Janeway and Seven shared a look while the Doctor and his tricorder seemed not to notice. After another moment of looking at his readings, the Doctor's dark eyebrows rose. "I can certify with complete accuracy that you, Seven of Nine, are free of Borg Queen nanoprobes."

"Thank you, Doctor," Seven said, still watching the Admiral carefully. "I am gratified and thankful for your assistance in this protracted matter."

"Being an expert in Borg physiology due our long years in the Delta Quadrant, I, of course, was the ideal physician on hand to-"

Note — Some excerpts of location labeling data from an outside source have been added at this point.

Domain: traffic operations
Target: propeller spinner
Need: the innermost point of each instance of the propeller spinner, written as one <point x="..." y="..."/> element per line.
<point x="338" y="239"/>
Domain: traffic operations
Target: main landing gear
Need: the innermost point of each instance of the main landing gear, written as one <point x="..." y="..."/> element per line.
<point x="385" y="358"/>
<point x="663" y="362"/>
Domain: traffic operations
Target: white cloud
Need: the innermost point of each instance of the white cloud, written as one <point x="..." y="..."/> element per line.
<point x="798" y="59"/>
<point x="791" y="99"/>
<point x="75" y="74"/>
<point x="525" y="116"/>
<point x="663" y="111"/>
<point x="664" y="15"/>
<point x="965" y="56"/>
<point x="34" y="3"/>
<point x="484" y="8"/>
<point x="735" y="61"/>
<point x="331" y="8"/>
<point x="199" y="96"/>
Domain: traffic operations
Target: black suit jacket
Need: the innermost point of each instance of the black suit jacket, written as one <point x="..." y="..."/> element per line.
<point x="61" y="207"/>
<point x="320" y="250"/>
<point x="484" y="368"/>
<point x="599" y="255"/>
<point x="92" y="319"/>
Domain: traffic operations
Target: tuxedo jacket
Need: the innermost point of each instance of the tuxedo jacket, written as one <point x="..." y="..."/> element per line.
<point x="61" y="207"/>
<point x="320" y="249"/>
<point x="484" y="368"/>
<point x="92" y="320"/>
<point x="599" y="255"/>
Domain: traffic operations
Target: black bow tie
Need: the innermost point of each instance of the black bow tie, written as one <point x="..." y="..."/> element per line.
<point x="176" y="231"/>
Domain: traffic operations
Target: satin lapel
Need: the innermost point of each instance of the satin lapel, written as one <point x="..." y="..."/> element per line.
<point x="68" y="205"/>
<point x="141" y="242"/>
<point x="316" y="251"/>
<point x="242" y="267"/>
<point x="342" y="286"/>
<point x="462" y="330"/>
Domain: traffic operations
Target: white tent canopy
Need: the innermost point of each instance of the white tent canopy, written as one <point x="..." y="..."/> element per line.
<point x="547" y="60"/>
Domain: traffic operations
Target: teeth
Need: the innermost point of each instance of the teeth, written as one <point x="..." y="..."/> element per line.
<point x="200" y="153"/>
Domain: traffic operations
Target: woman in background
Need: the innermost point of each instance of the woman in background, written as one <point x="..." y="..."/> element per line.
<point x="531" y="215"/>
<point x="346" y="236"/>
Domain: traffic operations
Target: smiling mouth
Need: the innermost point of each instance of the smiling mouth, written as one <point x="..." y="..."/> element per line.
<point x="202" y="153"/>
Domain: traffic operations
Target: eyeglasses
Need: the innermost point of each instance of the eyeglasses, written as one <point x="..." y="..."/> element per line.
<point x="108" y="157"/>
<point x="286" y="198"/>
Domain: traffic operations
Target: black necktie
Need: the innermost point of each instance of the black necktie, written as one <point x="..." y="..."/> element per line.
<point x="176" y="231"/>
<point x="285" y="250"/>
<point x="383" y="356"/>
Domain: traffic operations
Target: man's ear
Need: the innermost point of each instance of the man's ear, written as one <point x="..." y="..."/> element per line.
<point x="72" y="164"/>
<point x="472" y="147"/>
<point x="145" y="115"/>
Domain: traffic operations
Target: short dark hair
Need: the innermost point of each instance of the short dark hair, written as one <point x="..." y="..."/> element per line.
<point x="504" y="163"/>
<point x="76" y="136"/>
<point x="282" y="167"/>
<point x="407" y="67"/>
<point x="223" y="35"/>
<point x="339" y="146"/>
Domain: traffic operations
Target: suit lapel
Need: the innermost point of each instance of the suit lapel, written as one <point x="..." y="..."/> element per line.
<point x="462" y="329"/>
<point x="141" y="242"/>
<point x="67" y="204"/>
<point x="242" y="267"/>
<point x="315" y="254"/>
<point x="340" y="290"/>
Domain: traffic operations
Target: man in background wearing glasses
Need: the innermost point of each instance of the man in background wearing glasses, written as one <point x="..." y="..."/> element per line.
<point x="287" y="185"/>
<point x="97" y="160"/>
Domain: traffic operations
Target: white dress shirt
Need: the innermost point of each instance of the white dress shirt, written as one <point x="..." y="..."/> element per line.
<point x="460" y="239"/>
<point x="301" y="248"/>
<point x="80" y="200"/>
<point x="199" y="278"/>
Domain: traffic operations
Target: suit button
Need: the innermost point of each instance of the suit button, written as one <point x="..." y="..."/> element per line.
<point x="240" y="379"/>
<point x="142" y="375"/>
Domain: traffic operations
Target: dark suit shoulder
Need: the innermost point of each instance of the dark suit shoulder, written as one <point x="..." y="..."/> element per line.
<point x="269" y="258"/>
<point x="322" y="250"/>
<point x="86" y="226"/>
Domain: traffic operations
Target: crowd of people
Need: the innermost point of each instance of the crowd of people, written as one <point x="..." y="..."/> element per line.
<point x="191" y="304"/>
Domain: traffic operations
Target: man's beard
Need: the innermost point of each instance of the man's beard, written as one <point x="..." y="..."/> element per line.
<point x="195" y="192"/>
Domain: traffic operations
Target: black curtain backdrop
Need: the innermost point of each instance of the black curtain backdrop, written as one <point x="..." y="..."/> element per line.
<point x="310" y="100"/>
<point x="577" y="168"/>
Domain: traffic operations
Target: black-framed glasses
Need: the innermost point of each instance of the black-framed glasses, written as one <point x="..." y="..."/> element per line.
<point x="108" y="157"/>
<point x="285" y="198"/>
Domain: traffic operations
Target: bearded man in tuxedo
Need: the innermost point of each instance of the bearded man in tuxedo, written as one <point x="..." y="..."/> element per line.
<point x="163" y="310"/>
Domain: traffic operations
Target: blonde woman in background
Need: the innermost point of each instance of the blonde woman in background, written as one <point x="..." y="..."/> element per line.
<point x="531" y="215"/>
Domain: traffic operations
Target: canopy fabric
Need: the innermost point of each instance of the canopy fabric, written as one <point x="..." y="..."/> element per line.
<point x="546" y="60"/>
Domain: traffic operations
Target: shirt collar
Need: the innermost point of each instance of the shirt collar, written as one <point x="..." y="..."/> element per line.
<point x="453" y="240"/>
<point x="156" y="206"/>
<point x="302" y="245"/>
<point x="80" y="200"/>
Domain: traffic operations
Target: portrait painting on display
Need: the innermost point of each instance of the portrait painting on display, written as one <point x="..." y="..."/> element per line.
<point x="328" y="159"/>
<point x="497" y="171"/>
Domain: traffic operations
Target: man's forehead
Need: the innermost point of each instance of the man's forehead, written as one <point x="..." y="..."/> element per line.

Admiral Janeway hopped off her bed. "Thank you, Doctor," she said, a hand on his forearm to escort him away from her wife.

"But I haven't-"

"I'm fine."

"Even Admirals need a certification-"

"Later, Doctor." she said, pronouncing every syllable. She gestured behind her, and finally, the Doctor made a wordless "oh." He nodded.

"I do remember a matter that I have to-" he pointed toward the corridor.

She smiled. "Good work," she said. After the Doctor made his way out, Janeway pulled her tunic down, took a deep breath and executed a crisp Starfleet about-face.

She stood in front of Seven but felt the woman stiffen slightly, so she casually drew back. "Seven," she said. She caught herself. She was more emphatic than she intended. She wanted to be tender, dammit.

She let a hip lean into Seven's knee and a hand on Seven's. "Darling," she whispered. "How are you feeling?"

Seven removed her hand from under Kathryn's shook and lifted it, flexing it. Janeway noticed the absence of the wedding ring.

How long had that been gone? she wondered

"I am... adequate."

Janeway paused for a moment, thinking that Seven would ask about her. When she didn't, Kathryn suppressed her disappointment and shoved the thought away; she did not have time to consider its meaning. Instead, she gestured to the exit, while Seven continued to watch her flexing fingers. "Are you ready to go home?"

Seven dropped her hand and looked away. "We..." she cleared her throat. "I want to end our marriage contract."

The words were like a blow to the Admiral's gut. She tried to contain her sadness.

Janeway wanted to point out that she'd just risked her own life to save her from the Borg queen. Again. But her intuition kicked in. Instead, she said soothingly, "All right." . "l'll agree to the dissolution on one condition."

Seven lifted her dimpled chin in response.

"I want us to try one last time. If we can't make a go of it, then we can dissolve it. Agreed?"

"It will fail," Seven stated flatly.

Kathryn's felt her lips tug into a half-smile. "Then, you've got nothing to lose."